Xàtiva’s fountains can be divided into three categories:
- Royal fountains, found in the centres of the public squares, are the most highly decorated. These have a base, a shaft and an upper reservoir from which the water flows.
- Neighbourhood fountains are for public use, and are maintained by the residents themselves. They are easily recognised, as they are attached to houses.
- Private fountains are to be found in the courtyards of houses, and were for private use. They were a luxury reserved for the wealthiest.
The illuminated castle is an amazing sight, and is visible from almost any point in Xàtiva. But if you want to visit it, you should go during the daytime and wear comfortable shoes. There is also a tourist train that will take you up to the castle entrance.

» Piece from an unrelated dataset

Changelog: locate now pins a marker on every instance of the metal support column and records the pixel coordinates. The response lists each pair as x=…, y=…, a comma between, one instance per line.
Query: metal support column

The construction is an impregnable defensive fortress, and actually consists of two castles. Its origins are Iberian and Roman, although the largest part of what is still standing is Islamic or Gothic. During the fourteenth century, it was used as a prison for the nobility; in fact, Diego de Borja was imprisoned here for one night, before being executed the very next day. As you climb from the ticket office up to the top, you will pass towers, cannons, water cisterns and, of course, fountains. At the halfway point, there is even a picnic area where you can have something to eat and recharge your batteries. It is worth continuing right up to the top (to the remains of the dungeons in the tower) for the spectacular views of the town and the castle complex.
Xàtiva baked rice
Xàtiva’s cuisine is substantial, possibly because it is needed to recover one’s strength after the climb up to the castle. Xàtiva’s typical rice dish is made in a clay pot in the oven, and contains black pudding, chorizo, tomato, chops and chickpeas. Just what you need after a hard morning’s hike.
Information of interest
How to arrive
- By car: Take the N-340 from Valencia, then the C-322 and the C-320 from Gandia.
- By train: Rail link with Alcoi and the Valencia-Madrid line.
- By bus: Links the main towns on the outskirts of Xàtiva and Valencia.
- By aeroplane: Valencia International Airport is 58 km from Xàtiva.